I listened to President Obama’s press conference yesterday. I watched Chuck Todd ask questions and look really confused as he was getting a pretty straight-forward response from the president. Then, I watched as Todd was asked about the press conference later by the afternoon and evening “MSNBC Dog and Pony Show” hosts and how he went into editorial-hyperbole mode and got everything all wrong like he always does. Let’s remember, I watched the same press conference. I know what I saw and heard.
Then I watched the late night MSNBC hosts Olbermann, Shultz, O’Donnell and Maddow rip President Obama a new one for capitulating to the Republicans. Olbermann may have a point, but Maddow kinda glossed over some facts, like not every Democrat is on Obama’s team. Most are on their own “I have to get re-elected in 2 years” team so they are not really thinking clearly.
And I’m trying to figure out what the heck is going on that these otherwise really smart people just are not seeing. And here is how I can best explain it.

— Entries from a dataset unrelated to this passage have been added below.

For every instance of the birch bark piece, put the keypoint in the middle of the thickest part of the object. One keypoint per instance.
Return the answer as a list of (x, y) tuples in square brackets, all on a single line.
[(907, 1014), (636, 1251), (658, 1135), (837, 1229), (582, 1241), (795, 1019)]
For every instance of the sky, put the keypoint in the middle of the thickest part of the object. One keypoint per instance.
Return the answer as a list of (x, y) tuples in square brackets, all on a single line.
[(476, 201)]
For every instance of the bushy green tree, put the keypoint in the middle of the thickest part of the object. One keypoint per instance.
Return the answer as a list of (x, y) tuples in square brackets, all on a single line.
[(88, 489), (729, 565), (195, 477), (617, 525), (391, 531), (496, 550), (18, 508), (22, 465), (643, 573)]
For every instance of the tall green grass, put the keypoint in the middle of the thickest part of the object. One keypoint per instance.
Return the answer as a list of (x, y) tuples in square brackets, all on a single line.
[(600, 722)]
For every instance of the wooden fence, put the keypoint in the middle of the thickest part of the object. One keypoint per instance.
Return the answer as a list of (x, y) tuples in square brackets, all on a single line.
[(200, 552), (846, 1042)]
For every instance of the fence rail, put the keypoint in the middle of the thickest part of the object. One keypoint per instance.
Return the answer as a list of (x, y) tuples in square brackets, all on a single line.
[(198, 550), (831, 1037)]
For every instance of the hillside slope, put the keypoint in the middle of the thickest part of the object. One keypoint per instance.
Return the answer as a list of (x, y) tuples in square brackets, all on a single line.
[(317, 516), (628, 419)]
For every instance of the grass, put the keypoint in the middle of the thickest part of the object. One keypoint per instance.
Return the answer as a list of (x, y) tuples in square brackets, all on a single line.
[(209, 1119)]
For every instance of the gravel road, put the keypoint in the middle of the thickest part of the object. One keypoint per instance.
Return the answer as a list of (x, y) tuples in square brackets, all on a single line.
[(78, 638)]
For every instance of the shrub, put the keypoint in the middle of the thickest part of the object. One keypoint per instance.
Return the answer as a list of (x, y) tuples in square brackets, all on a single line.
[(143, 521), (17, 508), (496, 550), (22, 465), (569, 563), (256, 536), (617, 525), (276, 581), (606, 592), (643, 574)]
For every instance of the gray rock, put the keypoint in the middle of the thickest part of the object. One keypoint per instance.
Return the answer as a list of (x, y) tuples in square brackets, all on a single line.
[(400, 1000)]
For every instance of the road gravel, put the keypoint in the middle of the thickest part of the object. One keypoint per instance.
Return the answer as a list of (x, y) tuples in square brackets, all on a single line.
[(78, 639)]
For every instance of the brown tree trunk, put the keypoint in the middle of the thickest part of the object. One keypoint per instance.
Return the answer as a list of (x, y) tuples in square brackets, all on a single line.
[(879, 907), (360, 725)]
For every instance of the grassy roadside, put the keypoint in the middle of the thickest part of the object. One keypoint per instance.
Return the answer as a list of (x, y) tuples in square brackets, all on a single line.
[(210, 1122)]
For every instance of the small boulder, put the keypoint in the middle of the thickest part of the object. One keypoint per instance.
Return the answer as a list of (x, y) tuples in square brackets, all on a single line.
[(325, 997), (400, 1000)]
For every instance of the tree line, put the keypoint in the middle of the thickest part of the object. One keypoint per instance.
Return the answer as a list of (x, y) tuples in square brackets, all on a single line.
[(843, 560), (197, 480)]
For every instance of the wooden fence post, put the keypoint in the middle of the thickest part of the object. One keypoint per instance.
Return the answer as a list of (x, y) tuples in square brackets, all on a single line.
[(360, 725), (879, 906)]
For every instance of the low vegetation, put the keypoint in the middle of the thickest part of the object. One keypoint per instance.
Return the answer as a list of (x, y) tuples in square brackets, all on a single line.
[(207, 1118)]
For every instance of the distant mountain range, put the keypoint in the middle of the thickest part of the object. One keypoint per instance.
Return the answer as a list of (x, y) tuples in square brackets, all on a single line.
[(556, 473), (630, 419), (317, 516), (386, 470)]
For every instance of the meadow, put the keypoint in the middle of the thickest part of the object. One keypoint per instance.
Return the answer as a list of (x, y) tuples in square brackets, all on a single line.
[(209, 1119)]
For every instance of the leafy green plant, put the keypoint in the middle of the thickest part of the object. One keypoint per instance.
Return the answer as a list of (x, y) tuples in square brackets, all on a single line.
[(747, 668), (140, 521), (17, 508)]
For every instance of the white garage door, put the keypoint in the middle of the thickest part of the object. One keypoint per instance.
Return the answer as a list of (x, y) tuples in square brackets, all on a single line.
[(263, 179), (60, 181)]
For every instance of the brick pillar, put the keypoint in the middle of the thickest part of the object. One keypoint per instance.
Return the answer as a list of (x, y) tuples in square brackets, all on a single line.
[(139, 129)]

It is like being in a family of teenagers. The GOP is the teenager who is defiantly against anything mom and dad do. It doesn’t matter what it is, they are going to say “no” if mom and dad say “yes.” Just as simple as that.
The “professional left” is like an “entitlement” teenager who just found out that mom and dad are not really her best friends but her parents. And sometimes parents say “no” to things. Entitlement teens lash out at their parents by saying things like “you don’t love me” or “I hate you,” etc. Their “love” for mom and dad is rooted in what they can manipulate them into doing.
Now here is the kicker: The teenager is not capable of seeing past the end of their nose. They are not responsible for making the mortgage payment, keeping the water and heat on, making sure the gutters don’t leak, making sure the tuition is paid and there is food on the table. For most teenagers, food is magically produced when they open the fridge door. In short, they can afford to have me-centric opinions of the world. Someone else is paying their bills.
Parents can’t afford a me-centric view.
The GOP absolutely, positively, without a doubt would have blocked all unemployment benefits to over 5 million unemployed citizens with impunity. They are incapable of seeing beyond their own noses and view themselves as defiant for a cause, just like the defiant teenager sees his actions as noble and principled.
The Left wants it all right now and is really pissed off at her defiant brother whom she sees as manipulating mom and dad more effectively than she can, even though she is just as manipulative and devious with her false love.
Someone had to be the responsible parent, even if it meant that the defiant teen would gloat in victory and the entitled teen would be screaming “I hate you!” at the top of her lungs. And I think that is what we saw; a parent trying to do the best thing from a crappy list of options, who would risk the scorn of one teen and the vilification of another to keep the lights on for the family. At least for one more month.